Top 5

Sat Oct 11 07:05:26 PDT 2008

Sergey Gromov wrote:
> Sat, 11 Oct 2008 12:16:43 +0200,
> Sascha Katzner wrote:
>> Benji Smith wrote:
>>> Actually, when it comes to string processing, D is decidedly *not* a 
>>> "performance language".
>>>
>>> Compared to...say...Java (which gets a bum rap around here for being 
>>> slow), D is nothing special when it comes to string processing speed.
>>>
>>> I've attached a couple of benchmarks, implemented in both Java and D 
>>> (the "shakespeare.txt" file I'm benchmarking against is from the 
>>> Gutenburg project. It's about 5 MB, and you can grab it from here: 
>>> http://www.gutenberg.org/dirs/etext94/shaks12.txt )
>>>
>>> In some of those benchmarks, D is slightly faster. In some of them, Java 
>>> is a lot faster. Overall, on my machine, the D code runs in about 12.5 
>>> seconds, and the Java code runs in about 2.5 seconds.
>>>
>>> Keep in mind, all java characters are two-bytes wide. And you can't 
>>> access a character directly. You have to retrieve it from the String 
>>> object, using the charAt() method. And splitting a string creates a new 
>>> object for every fragment.
>>>
>>> I admire the goal in D to be a performance language, but it drives me 
>>> crazy when people use performance as justification for an inferior 
>>> design, when other languages that use the superior design also 
>>> accomplish superior performance.
>> I think your benchmark is not very meaningful.
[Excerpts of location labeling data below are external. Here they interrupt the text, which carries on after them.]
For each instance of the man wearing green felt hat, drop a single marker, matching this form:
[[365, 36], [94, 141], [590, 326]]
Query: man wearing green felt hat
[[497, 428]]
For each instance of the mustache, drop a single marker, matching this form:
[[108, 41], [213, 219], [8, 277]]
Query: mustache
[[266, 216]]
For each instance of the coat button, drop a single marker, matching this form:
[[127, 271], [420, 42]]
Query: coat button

Without going into 
>> implementation details of Tango (because I don't use Tango) here are 
>> some notes:
>>
>> - The D version uses UTF8 strings whereas the Java version uses 
>> "wanna-be" UTF16 (Java has a lot of problems with surrogates). This 
>> means you are comparing apples with pears (D has to *parse* an UTF8 
>> string and Java simply uses an wchar array without proper surrogate 
>> handling in *many* cases).
> 
> This is the whole point.  The benchmark is valid because it performs the 
> same *task*, and the task is somewhat close to real world.  It measures 
> *time*, which is universal.  The compared languages use different 
> approaches and techniques to achieve the goal, that's why benchmark is 
> useful.  It allows to justify usefulness of these languages for a 
> particular class of tasks.
> 
>> - At least in runCharIterateTest() you also convert the D UTF8 string 
>> also additionally into an UTF32 string, in the Java version you did not 
>> do this.
> 
> Same as above.  If they were using the same approach there wouldn't be 
> much to benchmark.  Why don't you mention, for instance, that Java is a 
> virtual machine?
> 
>> - The StringBuilder in the Java version is *much* faster because it 
>> doesn't have to allocate a new memory block in each step. You can use a 
>> similar class in D too, without the need of a special string class/object.
> 
> I agree here.  Both word tango.text.Util.split and runConcatenateTest 
> use default array appending which is currently dead slow.  Benji, to 
> actually compare the speed of string operations you better use one of 
> array builders discussed in this group.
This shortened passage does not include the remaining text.